Retentit même cette surprenante anticipation du journal l'Islam (19 décembre 1913) : «Notre plus fière ambition est d'arriver à organiser la classe ouvrière indigène et de l'amener aux côtés du prolétariat français à la bataille pour les idées et les réalisations économiques et sociales». Une autre Algérie naît de la destruction coloniale de l'ancienne société, au temps même où jusqu'en ses formules s'affirme telle qu'en elle-même, l'Algérie française.

Thèse étonnante que cette œuvre de Ch.-R. Ageron, écrasante en sa masse, déroutante parfois en sa composition et en ses détours, fatigante par sa minutie et ses scrupules, mais sûre au niveau des faits et plus encore révélatrice de la  société coloniale, tout en demeurant hésitante dans l'analyse politique ; thèse, qui nourrit de toutes ses informations, ses bilans, ses notations, ses citations, la compréhension d'un demi-siècle d'histoire de l'Algérie, de cette époque de mutations encore souvent sourdes mais irréversibles, qui croit cependant que par une action externe et toute politique, celle d'une «politique indigène» précisément, le cours des choses aurait pu être changé.

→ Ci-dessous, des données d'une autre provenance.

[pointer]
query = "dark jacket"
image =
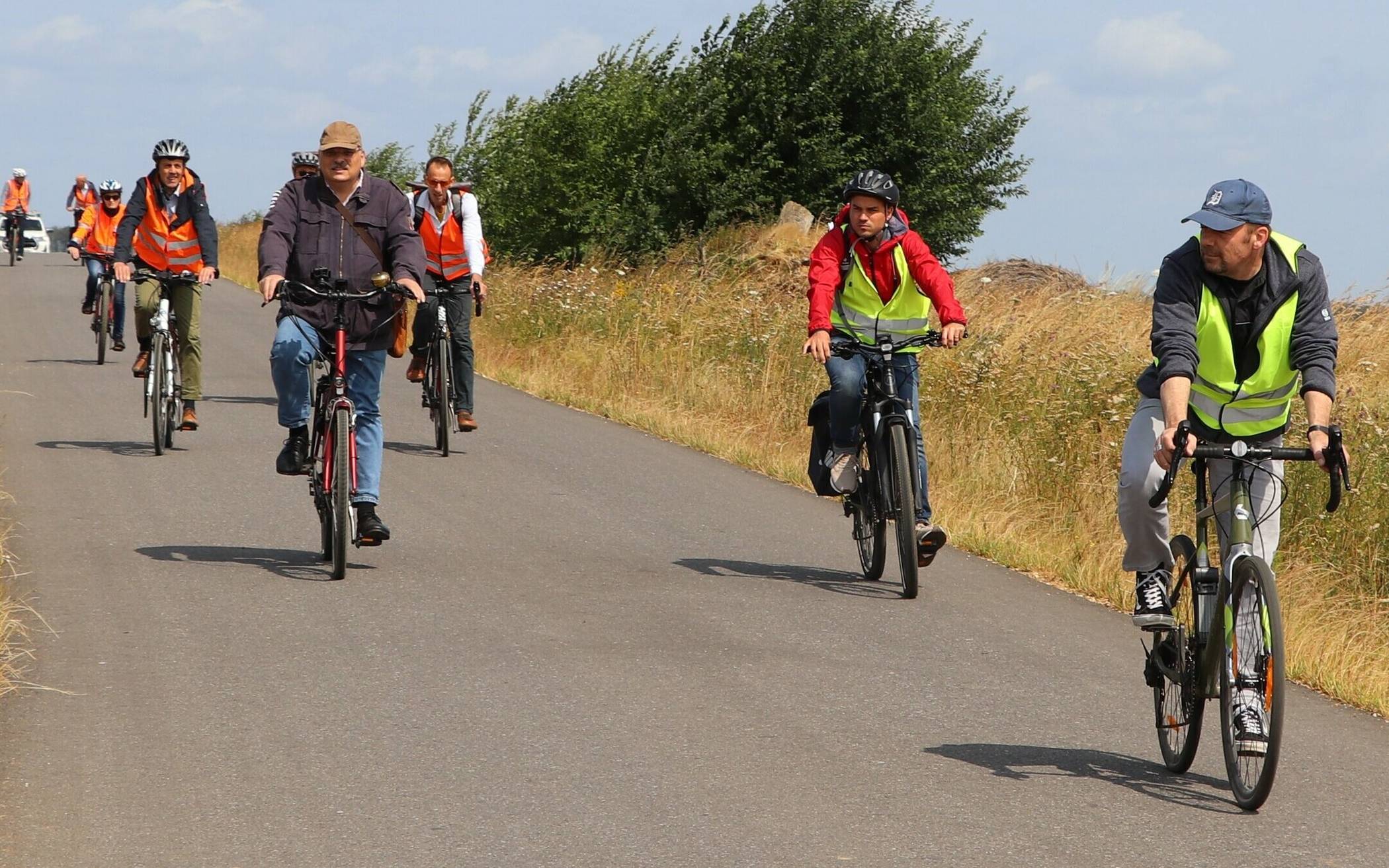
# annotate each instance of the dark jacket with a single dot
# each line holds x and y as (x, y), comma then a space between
(1177, 301)
(192, 206)
(303, 231)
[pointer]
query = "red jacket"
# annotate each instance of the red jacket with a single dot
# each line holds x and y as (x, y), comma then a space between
(933, 281)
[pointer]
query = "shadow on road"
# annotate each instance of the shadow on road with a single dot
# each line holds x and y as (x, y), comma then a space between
(116, 448)
(837, 581)
(285, 563)
(1024, 762)
(239, 399)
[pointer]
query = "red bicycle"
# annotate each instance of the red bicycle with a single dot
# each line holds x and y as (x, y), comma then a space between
(332, 453)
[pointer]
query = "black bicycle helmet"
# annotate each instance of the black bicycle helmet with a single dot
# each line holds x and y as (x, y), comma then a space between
(871, 182)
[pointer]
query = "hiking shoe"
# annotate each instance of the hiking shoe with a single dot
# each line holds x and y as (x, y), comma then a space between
(294, 459)
(1251, 738)
(843, 473)
(931, 539)
(1152, 610)
(371, 531)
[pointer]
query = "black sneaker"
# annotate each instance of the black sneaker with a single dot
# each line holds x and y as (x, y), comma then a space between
(294, 459)
(1251, 738)
(1152, 610)
(371, 531)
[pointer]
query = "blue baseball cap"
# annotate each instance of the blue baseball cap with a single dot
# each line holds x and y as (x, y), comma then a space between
(1232, 203)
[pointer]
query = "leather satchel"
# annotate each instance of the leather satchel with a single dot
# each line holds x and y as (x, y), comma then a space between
(400, 338)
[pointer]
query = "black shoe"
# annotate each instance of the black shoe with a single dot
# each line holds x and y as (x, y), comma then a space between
(371, 531)
(1152, 610)
(294, 459)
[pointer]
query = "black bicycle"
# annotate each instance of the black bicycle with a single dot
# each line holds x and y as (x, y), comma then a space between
(890, 478)
(1187, 664)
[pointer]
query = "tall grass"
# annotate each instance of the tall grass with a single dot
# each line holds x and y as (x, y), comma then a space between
(1023, 422)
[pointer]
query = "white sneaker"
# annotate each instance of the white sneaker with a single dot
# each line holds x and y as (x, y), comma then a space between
(843, 473)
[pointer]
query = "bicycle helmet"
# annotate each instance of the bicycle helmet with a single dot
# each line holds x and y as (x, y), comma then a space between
(871, 182)
(171, 149)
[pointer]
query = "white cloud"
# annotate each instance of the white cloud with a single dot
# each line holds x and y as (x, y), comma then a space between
(1159, 46)
(56, 31)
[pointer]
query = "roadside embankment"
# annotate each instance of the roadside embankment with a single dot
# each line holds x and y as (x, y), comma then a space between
(1023, 422)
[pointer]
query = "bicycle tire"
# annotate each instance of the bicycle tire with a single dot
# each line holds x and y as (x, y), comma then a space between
(103, 321)
(156, 392)
(342, 492)
(1252, 777)
(1178, 706)
(443, 414)
(905, 502)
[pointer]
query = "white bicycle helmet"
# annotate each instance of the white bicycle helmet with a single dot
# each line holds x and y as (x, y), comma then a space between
(171, 149)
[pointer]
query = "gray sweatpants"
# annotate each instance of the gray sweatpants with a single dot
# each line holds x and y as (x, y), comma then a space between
(1145, 528)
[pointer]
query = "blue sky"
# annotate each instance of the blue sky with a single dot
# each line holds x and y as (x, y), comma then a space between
(1135, 108)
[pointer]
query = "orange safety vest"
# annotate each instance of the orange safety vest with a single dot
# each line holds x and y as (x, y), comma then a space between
(157, 245)
(16, 195)
(98, 228)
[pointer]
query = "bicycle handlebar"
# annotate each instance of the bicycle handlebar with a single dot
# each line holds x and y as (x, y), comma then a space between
(1241, 450)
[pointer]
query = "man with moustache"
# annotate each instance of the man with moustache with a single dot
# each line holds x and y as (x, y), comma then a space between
(1240, 313)
(304, 231)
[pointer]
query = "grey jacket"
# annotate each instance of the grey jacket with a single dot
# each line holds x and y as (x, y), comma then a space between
(303, 231)
(1177, 303)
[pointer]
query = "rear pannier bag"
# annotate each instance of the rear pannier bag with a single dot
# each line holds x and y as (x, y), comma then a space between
(818, 422)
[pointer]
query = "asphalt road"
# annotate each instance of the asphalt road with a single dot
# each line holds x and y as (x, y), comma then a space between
(584, 646)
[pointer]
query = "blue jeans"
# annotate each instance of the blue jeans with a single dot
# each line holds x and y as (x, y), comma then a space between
(296, 346)
(95, 270)
(846, 397)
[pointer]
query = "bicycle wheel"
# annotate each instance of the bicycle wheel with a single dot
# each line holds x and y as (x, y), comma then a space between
(1257, 639)
(103, 321)
(905, 502)
(159, 416)
(342, 492)
(443, 411)
(1178, 703)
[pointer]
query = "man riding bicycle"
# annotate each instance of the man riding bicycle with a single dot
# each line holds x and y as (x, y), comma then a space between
(1240, 311)
(327, 221)
(874, 277)
(16, 200)
(167, 227)
(452, 232)
(96, 237)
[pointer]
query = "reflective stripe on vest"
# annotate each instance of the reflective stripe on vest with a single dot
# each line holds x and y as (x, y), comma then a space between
(1263, 402)
(860, 311)
(161, 247)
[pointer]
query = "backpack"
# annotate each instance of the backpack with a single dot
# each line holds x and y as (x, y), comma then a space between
(820, 444)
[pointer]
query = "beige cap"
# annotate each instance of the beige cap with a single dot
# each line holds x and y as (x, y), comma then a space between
(339, 134)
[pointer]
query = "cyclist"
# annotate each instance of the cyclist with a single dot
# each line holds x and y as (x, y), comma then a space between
(16, 203)
(1240, 311)
(96, 235)
(452, 232)
(871, 277)
(79, 199)
(167, 227)
(306, 231)
(302, 164)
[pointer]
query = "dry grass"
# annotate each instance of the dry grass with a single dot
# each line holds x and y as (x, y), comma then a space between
(1024, 422)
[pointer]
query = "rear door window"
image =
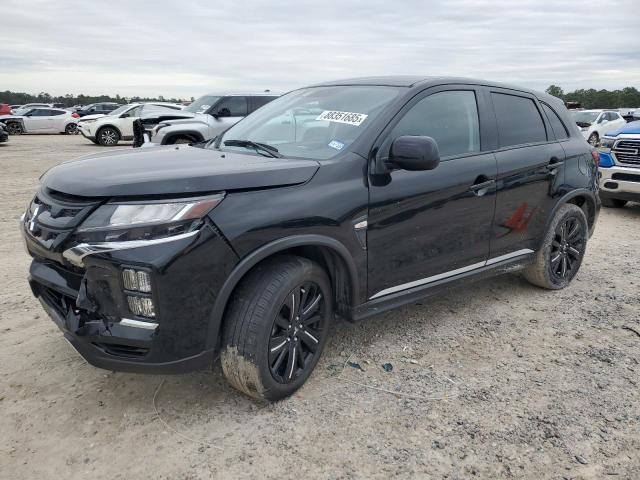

L'ouvrage est si riche qu'il témoigne finalement contre ses déclarations d'intention ; il se veut une démonstration des faits et méfaits de la pratique coloniale qui seraient simplement liés à une politique ou à une absence de politique  ; en forçant les termes, il pousserait l'ambition jusqu'à être à la fois anticolonialiste et antinationaliste, par nationalisme français cependant ; mais ces positions d'avocat ou de moraliste en définitive n'enlèvent rien, car l'auteur découvre en profondeur l'évolution d'une société qui se désagrège, ou mieux que ruine la colonisation, et qui entre déjà, mais sans manifestation externe distincte, en travail national ; la thèse cesse alors d'être «morale du grand siècle», discours universel ou compilation sans fin, pour devenir pénétration et exploitation des rapports sociaux, c'est-à-dire histoire.

René GALISSOT
La Pensée, octobre 1970, p. 107-21
source

René Galissot

 

 

 

 

 

1 -  Charles-Robert AGERON. Les Algériens musulmans et la France (1871-1919), Publications de la Faculté des Lettres et Sciences humaines de Paris, Sorbonne. Série : Recherches, tome 44. Presses Universitaires de France, 1968. Deux volumes, 1298 pages.
2 -  Xavier YACONO. «La France et les Algériens musulmans (1871-1919)» Revue Historique, n° 493. Janvier-mars 1970, pages 121-134.
3 -  Articles écrits de 1954 à 1962 repris dans, L’Algérie : nation et société, Maspéro, Paris, 1965.
4 -  Etudes Maghrébines. Mélanges Charles-André Julien. Paris, P.U.F., 1964.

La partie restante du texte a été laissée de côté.